Jack Chapman
- Born: 3 March 1907 Adelaide, Australia
- Died: 14 February 1994 (aged 86) City of Norwood Payneham & St Peters, Adelaide
- Nationality: Australian

Career history
- 1930: Sheffield Blades
- 1932: Stamford Bridge Pensioners
- 1933: Wimbledon Dons
- 1933: Nottingham
- 1934: Birmingham Bulldogs
- 1939: Harringay Tigers
- 1939: Edinburgh Thistles

Individual honours
- 1930: Australian champion (3 lap)

Team honours
- 1932: National Association Trophy

= Jack Chapman (speedway rider) =

Australian motorcycle speedway rider

Wenley Jack Chapman (3 March 1907 – 14 February 1994) was an Australian motorcycle speedway rider. He earned 17 official and unofficial international caps for the Australia national speedway team.

== Biography==
Chapman, born in Adelaide, was credited with holding the world mile record in 1928. He was one of the early pioneers of speedway, particularly in the United Kingdom, when he travelled over from Australia for the second season of the sport in 1929.

After making one just cup appearance for the Sheffield in 1929, Chapman returned home for the 1930 Australian season and became the 1930 Australian champion over 3 laps. He began his British leagues career riding for Sheffield Blades during the 1930 Speedway Northern League season. He averaged 8.41 for the Sheffield team.

Chapman missed the 1931 season but joined Stamford Bridge Pensioners in 1932, a season where he also captained the Australian select team.

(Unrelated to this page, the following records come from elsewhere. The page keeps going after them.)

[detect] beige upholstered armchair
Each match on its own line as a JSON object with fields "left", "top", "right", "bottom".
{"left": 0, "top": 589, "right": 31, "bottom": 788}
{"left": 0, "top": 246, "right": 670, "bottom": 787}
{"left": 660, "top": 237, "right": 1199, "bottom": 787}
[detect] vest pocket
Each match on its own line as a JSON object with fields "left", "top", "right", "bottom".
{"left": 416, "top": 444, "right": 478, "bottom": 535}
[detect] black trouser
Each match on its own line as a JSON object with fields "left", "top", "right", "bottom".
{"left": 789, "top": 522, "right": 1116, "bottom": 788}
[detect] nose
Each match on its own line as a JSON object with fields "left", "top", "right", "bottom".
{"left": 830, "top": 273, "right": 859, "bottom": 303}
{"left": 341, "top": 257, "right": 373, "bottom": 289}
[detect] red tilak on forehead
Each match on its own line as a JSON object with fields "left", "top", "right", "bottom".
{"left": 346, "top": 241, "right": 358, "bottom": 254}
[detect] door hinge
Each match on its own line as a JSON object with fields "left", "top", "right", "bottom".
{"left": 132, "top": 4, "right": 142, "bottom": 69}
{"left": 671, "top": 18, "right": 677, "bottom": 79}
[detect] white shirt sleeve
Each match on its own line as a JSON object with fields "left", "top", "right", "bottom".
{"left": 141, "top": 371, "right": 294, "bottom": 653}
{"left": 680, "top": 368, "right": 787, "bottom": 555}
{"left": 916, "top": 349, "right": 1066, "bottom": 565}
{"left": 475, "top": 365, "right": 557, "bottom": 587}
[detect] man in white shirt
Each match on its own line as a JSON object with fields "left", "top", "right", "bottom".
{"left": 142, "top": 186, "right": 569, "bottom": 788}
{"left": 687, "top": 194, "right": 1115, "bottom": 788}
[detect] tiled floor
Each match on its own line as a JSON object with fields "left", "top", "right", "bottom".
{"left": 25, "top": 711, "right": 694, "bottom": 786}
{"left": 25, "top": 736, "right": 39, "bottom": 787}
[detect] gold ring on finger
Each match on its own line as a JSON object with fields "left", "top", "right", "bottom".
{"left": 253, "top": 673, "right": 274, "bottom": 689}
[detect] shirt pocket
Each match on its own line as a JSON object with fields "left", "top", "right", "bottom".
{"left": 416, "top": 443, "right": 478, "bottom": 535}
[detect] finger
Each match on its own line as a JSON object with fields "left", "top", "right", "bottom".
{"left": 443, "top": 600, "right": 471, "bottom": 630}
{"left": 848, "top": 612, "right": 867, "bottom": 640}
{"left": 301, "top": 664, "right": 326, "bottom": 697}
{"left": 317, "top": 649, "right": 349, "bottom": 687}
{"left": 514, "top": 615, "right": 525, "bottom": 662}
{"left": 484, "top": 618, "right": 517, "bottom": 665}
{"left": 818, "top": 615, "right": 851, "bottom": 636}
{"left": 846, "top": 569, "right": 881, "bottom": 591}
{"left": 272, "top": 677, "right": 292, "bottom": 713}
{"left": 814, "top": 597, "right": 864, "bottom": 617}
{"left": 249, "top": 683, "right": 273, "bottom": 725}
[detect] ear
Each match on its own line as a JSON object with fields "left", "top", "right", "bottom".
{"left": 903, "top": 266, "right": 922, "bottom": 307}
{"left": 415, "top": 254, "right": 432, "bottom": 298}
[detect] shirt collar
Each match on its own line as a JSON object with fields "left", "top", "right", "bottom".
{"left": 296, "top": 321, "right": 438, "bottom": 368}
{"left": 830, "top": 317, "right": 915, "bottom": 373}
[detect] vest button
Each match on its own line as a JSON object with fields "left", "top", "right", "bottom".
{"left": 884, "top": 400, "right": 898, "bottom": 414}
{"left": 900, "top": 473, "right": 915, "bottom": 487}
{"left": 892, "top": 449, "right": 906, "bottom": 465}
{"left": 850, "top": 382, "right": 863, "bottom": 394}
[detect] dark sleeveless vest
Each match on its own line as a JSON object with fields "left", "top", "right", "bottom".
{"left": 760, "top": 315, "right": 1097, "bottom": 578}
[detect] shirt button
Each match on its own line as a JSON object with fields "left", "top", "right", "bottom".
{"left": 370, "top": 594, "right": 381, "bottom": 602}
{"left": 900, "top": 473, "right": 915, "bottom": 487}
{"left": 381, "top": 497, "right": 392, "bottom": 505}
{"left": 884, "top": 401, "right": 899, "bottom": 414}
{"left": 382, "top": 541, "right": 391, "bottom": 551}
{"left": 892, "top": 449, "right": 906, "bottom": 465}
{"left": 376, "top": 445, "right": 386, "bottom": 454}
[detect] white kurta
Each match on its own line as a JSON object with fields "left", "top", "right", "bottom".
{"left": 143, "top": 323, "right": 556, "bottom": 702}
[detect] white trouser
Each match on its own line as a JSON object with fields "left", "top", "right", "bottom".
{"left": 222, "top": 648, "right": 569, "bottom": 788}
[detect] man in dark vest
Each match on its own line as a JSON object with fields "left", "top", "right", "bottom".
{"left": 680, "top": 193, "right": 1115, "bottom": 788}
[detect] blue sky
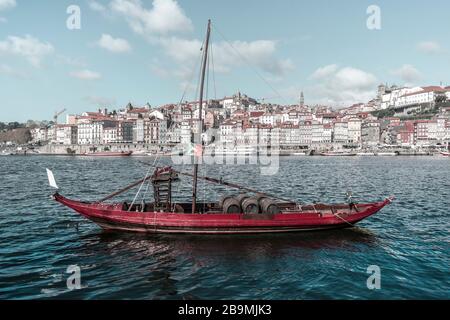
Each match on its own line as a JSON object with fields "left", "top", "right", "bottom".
{"left": 1, "top": 0, "right": 450, "bottom": 122}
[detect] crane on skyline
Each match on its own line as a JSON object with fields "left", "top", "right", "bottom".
{"left": 53, "top": 108, "right": 66, "bottom": 141}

In 1933, Chapman rode for Nottingham and also made a couple of appearances for Wimbledon Dons. However, in 1934, the entire Nottingham team was transferred to the Birmingham Bulldogs, following the demise of the Nottingham team.

After the 1934 season, Chapman returned home once again but this time stayed in Australia, selling Motorcycles in Adelaide. Five years later in 1939, Chapman now aged 32, made a comeback, joining the Harringay Tigers, before finishing his UK career with Edinburgh Thistles, operating at Marine Gardens in Portobello.